[OAI-implementers] Minor annoyance - what is the official name of an OAI site?

Simeon Warner simeon@cs.cornell.edu
Thu, 31 Oct 2002 09:55:45 -0500 (EST)


In the general case, the best identifier for a repository is the <baseURL>
(the <baseURL>, identifier, metadataPrefix and datestamp uniquely identify
a record). I would suggest that you use the baseURL internally and display
the <repositoryName> for human readability.

It is not mandatory that repositories support oai-identifier and it is
thus not mandatory that repositories have a <repositoryIdentifier>. I
think that, if anything, the OAI web site should make information about
repositoryIdenifiers less prominent to avoid this confusion.

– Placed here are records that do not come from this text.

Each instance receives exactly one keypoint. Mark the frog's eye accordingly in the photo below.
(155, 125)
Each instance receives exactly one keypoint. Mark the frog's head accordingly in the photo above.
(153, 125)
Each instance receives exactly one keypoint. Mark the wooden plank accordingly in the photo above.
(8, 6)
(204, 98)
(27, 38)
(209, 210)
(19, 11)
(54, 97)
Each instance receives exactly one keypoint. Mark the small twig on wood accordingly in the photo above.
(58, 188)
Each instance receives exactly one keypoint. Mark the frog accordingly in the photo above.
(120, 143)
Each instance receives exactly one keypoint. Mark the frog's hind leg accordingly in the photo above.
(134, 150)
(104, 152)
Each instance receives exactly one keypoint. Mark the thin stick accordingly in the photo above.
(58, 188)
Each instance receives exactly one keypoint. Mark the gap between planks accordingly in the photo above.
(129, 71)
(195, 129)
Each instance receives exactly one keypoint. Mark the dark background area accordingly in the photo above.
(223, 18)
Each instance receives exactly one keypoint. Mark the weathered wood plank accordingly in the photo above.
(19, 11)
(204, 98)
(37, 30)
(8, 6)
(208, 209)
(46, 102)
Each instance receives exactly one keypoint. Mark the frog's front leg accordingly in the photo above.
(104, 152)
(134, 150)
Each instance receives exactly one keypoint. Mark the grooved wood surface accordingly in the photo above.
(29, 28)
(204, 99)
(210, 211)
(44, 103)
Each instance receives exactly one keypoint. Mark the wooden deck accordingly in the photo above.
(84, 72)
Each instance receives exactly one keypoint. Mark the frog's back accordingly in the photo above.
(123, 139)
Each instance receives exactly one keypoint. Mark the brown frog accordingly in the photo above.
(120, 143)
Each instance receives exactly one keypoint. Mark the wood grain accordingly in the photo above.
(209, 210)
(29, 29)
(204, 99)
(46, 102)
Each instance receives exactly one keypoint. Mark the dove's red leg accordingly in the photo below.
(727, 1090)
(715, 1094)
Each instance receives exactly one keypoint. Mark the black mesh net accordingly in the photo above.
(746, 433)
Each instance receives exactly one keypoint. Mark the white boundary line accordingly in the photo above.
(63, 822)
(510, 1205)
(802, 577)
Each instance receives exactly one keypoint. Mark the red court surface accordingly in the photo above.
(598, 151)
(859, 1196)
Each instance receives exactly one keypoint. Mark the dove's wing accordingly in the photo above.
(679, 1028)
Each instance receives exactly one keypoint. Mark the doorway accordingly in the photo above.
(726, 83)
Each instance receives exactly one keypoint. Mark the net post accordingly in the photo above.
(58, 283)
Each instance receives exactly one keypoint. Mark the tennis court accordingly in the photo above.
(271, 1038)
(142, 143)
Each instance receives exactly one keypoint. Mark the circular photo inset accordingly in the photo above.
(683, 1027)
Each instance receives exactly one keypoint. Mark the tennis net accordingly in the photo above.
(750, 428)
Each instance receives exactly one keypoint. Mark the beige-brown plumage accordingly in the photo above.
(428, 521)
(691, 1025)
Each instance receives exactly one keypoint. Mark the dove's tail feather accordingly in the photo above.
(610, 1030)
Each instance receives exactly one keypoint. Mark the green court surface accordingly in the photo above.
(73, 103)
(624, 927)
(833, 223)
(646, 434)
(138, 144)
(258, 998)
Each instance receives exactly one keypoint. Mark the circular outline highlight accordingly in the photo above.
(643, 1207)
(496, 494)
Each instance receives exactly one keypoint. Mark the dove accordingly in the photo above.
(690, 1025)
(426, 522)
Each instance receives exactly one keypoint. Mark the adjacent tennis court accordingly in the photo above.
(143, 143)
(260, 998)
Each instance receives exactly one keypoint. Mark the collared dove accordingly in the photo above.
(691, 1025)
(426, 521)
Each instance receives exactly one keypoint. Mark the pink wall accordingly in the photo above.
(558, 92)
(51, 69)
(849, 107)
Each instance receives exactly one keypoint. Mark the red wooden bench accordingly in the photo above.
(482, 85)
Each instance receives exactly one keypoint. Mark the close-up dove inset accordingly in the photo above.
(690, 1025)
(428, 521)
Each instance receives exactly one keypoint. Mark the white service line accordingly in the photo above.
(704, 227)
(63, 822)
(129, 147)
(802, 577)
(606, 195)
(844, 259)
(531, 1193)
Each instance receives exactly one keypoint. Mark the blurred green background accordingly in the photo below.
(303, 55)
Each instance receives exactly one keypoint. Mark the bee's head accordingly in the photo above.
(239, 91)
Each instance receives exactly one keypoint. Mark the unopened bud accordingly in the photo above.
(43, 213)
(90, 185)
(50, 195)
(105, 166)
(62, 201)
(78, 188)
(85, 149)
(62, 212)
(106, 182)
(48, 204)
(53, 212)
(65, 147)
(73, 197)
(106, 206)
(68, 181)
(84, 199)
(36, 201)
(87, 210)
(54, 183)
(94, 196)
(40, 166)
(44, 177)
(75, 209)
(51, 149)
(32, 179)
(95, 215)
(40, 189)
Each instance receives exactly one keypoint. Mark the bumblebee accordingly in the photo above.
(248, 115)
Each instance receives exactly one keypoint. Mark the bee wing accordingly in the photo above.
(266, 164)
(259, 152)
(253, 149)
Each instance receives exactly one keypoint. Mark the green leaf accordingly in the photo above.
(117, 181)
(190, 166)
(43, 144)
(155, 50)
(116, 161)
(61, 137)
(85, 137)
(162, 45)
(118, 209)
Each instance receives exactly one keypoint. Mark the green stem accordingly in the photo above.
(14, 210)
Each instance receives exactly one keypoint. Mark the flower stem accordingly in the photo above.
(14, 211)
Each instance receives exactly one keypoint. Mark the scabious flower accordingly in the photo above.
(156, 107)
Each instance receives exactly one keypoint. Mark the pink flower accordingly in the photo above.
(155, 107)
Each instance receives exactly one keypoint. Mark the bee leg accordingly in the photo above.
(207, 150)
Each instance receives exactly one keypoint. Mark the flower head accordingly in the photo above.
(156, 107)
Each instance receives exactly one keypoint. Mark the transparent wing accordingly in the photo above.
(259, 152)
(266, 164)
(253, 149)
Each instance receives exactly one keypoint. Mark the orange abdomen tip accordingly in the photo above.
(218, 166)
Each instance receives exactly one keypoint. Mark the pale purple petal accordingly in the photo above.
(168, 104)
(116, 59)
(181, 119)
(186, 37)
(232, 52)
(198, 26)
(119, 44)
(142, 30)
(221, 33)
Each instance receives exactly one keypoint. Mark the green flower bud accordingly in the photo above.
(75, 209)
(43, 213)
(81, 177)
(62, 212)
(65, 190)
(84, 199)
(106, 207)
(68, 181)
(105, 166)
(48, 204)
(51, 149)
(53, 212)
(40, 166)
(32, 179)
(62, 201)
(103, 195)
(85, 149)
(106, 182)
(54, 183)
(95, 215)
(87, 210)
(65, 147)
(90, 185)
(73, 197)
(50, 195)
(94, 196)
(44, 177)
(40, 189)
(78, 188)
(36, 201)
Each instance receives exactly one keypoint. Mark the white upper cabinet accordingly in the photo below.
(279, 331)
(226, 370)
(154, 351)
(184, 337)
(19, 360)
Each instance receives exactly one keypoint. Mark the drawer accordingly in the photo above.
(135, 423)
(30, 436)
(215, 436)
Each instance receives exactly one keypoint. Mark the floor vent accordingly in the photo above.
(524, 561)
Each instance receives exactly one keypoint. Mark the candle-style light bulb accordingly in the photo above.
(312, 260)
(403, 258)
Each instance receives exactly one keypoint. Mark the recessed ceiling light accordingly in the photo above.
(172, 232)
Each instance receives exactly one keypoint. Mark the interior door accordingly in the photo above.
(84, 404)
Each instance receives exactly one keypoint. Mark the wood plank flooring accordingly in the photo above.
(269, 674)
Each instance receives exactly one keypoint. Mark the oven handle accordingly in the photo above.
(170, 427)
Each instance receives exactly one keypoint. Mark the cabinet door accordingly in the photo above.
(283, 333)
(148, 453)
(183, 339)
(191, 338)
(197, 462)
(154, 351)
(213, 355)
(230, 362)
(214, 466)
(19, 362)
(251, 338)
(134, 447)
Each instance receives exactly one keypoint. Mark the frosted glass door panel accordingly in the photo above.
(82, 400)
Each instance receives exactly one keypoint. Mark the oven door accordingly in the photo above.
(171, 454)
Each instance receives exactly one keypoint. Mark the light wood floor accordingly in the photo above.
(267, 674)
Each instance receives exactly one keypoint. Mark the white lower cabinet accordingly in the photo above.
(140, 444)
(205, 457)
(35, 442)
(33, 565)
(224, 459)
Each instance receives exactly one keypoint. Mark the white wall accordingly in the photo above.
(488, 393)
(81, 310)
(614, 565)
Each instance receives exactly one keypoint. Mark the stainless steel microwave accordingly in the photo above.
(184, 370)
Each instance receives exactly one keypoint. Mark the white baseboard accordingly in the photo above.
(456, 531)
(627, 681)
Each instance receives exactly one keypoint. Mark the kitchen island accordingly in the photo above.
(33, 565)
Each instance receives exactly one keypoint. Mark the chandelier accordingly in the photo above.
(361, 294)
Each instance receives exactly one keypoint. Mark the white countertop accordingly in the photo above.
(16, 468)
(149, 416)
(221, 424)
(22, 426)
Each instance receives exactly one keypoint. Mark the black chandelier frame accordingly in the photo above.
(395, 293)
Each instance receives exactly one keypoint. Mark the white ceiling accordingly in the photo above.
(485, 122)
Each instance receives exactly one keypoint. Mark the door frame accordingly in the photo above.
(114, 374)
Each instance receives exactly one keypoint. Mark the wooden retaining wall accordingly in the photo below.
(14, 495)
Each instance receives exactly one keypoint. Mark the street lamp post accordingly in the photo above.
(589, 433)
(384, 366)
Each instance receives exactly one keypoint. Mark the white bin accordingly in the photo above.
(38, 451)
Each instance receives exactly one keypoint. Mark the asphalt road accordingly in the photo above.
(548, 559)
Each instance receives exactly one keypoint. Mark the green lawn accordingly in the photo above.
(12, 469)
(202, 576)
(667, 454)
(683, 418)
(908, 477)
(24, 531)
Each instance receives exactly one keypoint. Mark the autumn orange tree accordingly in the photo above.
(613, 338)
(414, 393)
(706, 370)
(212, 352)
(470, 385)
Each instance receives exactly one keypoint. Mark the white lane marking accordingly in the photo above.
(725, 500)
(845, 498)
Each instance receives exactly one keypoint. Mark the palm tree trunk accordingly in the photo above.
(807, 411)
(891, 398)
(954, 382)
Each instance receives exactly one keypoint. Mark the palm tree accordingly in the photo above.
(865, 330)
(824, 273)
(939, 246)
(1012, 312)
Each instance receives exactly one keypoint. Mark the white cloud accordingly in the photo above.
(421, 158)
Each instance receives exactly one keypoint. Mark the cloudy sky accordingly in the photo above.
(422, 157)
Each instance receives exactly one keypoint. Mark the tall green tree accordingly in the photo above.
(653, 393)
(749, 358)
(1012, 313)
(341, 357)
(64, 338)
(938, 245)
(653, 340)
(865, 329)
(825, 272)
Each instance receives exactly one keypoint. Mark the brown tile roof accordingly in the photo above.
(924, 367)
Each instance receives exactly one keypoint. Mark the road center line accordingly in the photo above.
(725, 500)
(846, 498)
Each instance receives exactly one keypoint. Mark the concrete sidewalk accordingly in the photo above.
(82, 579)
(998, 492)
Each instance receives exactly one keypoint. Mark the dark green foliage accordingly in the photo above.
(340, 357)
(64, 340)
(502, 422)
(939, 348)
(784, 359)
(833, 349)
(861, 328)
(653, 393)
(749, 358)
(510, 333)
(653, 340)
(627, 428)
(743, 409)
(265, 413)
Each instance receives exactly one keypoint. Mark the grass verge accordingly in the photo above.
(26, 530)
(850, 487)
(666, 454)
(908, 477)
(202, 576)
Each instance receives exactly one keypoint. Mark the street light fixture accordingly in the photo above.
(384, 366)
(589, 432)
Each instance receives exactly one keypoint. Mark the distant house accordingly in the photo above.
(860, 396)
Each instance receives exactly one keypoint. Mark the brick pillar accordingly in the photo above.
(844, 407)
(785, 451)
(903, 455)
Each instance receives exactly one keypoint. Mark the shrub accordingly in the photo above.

In the case of AIM25, they appear to use the oai identifier scheme
(identifiers like oai:aim25.ac.uk:69) but fail to include the appropriate
description block in the Identify response. This is broken. (The
description block should declare aim25.ac.uk to be the
repositoryIdentifier).

The aggregator guidelines say:
"Agents which re-export harvested records should do so with different 
identifiers unless the metadata is unaltered and the original identifier 
corresponds to a recognized URI scheme. It is also recommended that all 
repositories re-exporting harvested records use the repeatable provenance 
containers to provide provenance information."

The case of AIM25 is unclear, it seems that one could decide that the
URI scheme is recognized (it starts with oai:) or not (looks like 
oai-identifier but missing the description).

Dedupping is going to be an interesting problem as the number of OAI
services that re-export metadata grows. Both the use of globally
resolvable identifier schemes and provenance containers will help address
problem.

At the moment, the situation is complicated by the presence of a number of
duplicate data providers for v1.1 and v2.0 listed on the OAI website. This
should be improved when v1.1 repositories are removed from the canonical
data-providers list (scheduled for 1 December 2002:
http://www.openarchives.org/news/oaiv2press020614.html).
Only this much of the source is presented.